Headcanons for being the newest - and possibly worst - deatheater:
— "I must be the one to kill Harry -" crunch "-Potter!?" the Dark Lord finished lamely a murderous glint igniting in his crimson eyes as he turned to you. An unsettling silence engulfed the long table and all of a sudden your 'potato chip munching' rose in volume as if someone was blasting it on a boombox in the library. You paused mid crunch "Sorry, my Lord I didn't mean to make your statement seem... anti-climatic.". When the apology, accompanied by wet crumbs flying through the air did little more than add disgust to the furious expression of the deadly wizard you did the only thing to turn this around: "Okay guys, who is up for killing Potter!?" Sadly, your present colleagues didn't seem to catch on to your fake enthusiastic cheering. "Well, some people obviously need to work on their dedication!"
— It was a mystery to Lucius how your disrespectful, annoying existence hadn't ended right then and there. Now, he had to suffer the idiotic newcomer. "Get ready, the children must be here any minute. Potter needs to get the prophecy so don't harm him. The rest-" his mask obscured the disturbing smile stretching over his face but did little to hide the malice bleeding into his voice "-are to be disposed off."
"Sooo, ... do you guys stand around and wait for things to happen a lot?" Malfoy's knuckles turned white while clenching his wand and Bellatrix was mustering you, seemingly trying to decide if she had lost her last bit of sanity now. "Just asking... I mean I love being part of this-" some undefined waving motions followed "I just didn't imagine there would be so much waiting involved."

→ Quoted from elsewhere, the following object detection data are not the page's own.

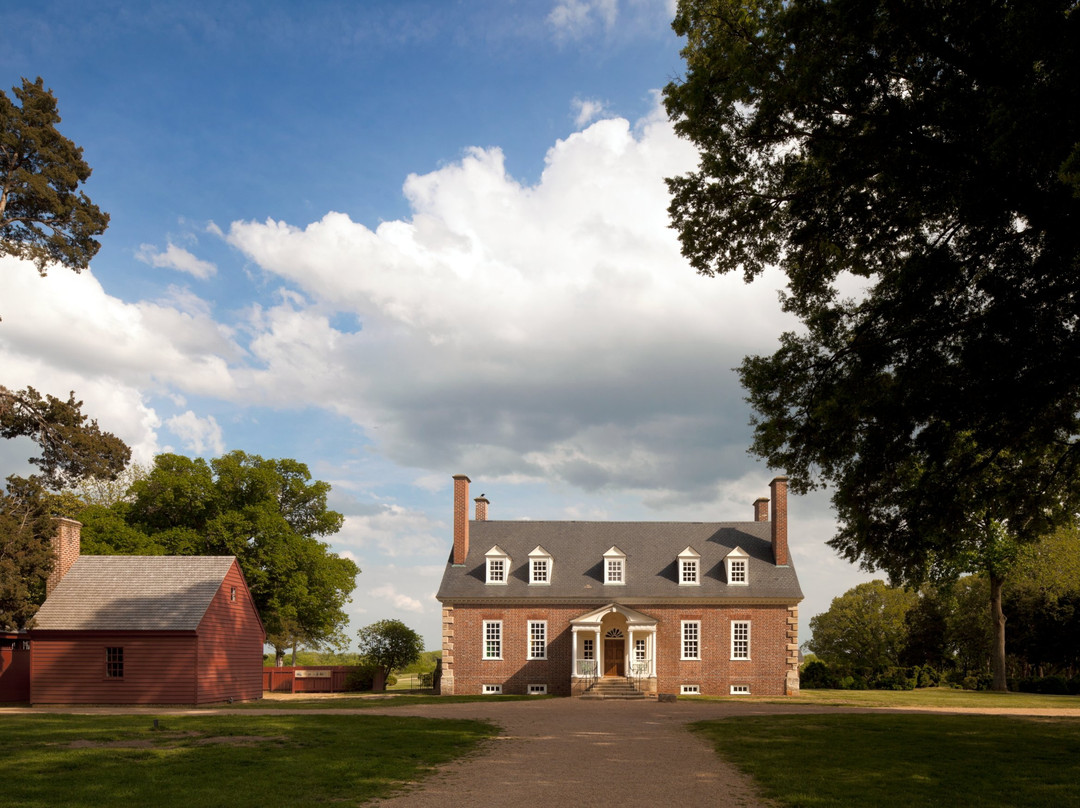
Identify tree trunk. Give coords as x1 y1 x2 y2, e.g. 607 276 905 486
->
990 573 1009 692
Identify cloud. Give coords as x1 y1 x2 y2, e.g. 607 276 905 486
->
334 504 449 567
135 242 217 280
548 0 619 38
369 583 424 614
228 103 787 507
571 98 607 127
165 409 225 455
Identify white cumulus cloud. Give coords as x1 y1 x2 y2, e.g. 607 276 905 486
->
135 242 217 280
165 409 225 455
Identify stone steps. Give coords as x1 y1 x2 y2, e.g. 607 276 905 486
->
581 678 645 700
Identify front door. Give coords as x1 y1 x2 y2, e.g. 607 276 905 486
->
604 639 626 676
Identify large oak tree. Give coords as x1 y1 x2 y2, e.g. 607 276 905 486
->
664 0 1080 689
89 452 360 662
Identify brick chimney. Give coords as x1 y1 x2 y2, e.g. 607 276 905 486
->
454 474 471 564
754 497 769 522
769 476 787 567
473 494 491 522
45 517 82 597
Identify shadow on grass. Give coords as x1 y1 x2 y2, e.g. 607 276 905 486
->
691 713 1080 808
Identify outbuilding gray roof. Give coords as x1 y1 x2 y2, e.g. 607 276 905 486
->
33 555 235 631
437 521 802 603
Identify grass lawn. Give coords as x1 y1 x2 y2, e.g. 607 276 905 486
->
770 687 1080 709
239 690 544 710
0 714 497 808
691 713 1080 808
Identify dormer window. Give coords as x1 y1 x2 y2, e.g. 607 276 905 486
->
484 544 510 584
724 547 750 587
529 546 554 585
604 547 626 584
678 547 701 587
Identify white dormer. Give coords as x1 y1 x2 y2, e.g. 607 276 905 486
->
678 547 701 587
604 544 626 585
484 544 510 585
529 544 554 585
724 547 750 587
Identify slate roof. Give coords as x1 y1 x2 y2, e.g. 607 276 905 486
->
436 521 802 602
33 555 235 631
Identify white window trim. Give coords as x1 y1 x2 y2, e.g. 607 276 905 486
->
529 544 555 587
679 620 701 662
731 620 751 662
481 620 502 660
678 547 701 587
484 544 510 587
526 620 548 659
724 547 750 587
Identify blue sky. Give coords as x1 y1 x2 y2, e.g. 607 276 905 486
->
0 0 867 647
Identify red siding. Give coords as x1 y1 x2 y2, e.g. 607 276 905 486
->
195 562 265 704
30 631 195 704
0 634 30 702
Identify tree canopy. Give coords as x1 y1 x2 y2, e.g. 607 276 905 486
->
87 452 360 659
0 77 109 274
664 0 1080 688
0 386 131 488
359 620 423 676
0 386 131 630
809 580 918 670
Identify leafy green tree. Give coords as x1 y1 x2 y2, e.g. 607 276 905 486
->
664 0 1080 689
95 452 360 663
359 620 423 676
0 77 109 274
808 580 918 673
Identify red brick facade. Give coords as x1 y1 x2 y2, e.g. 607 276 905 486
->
437 474 802 696
443 604 798 696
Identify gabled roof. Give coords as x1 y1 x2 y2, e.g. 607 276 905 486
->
437 520 802 603
33 555 235 631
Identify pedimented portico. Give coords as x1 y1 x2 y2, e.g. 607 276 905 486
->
570 603 658 693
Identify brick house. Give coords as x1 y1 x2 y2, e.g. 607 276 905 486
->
437 474 802 696
28 520 266 704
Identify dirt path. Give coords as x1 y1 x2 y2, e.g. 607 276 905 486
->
8 699 1080 808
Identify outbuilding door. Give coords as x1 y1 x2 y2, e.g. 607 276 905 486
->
604 638 626 676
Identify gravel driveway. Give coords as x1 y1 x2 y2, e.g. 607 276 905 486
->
354 699 812 808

Only the fear of his Lord's wrath made Lucius contain his anger -somewhat. "Shut your mouth and do what you're told!" "Right, the waiting thing, got it." A deep sigh rose from the Slytherin. "Just find the damn children!"
— Astonishingly becoming best buds with Greyback: At first he tried to creep you out by sniffing you in the 'I'm-a-big-bad-wolf-way' but you just seemingly unaffected stated: "I know! I do smell tasty!"
— This is a match made in the deepest pits of hell. The only thing more disturbing than Greyback creeping behind everyone is to add you, standing around sporting your lazy smile. Though, inseperable your attitudes clash famously.
— At some point you're the one wearing a colorful outfit to a meeting. It sure felt like Elton John, in full stage wear, attending a funeral.
— Taking the meeting seriously has become increasingly more difficult since your arrival.
— The Dark Lord giving you the most dangerous and impossible missions, ignoring Belatrix's screeching 'Let me do it!' With each mission he is content in the belief that he finally managed to kill you, however, some higher force seems to have you planted on this earth to haunt him: You survive any encounter with Dementors, Aurors and Dumbledore's men.
— A betting pool on what would finally do the deed and kill you was established by Snape and Lucius. Unbeknownst to them Greyback placed 'his bet' on 'Chocking on Popcorn during a long monologue of our Lord' on your behalf.
At his bewildered expression you simply shrug. "It's how I'd love to go out. You know: Fighting the good fight!"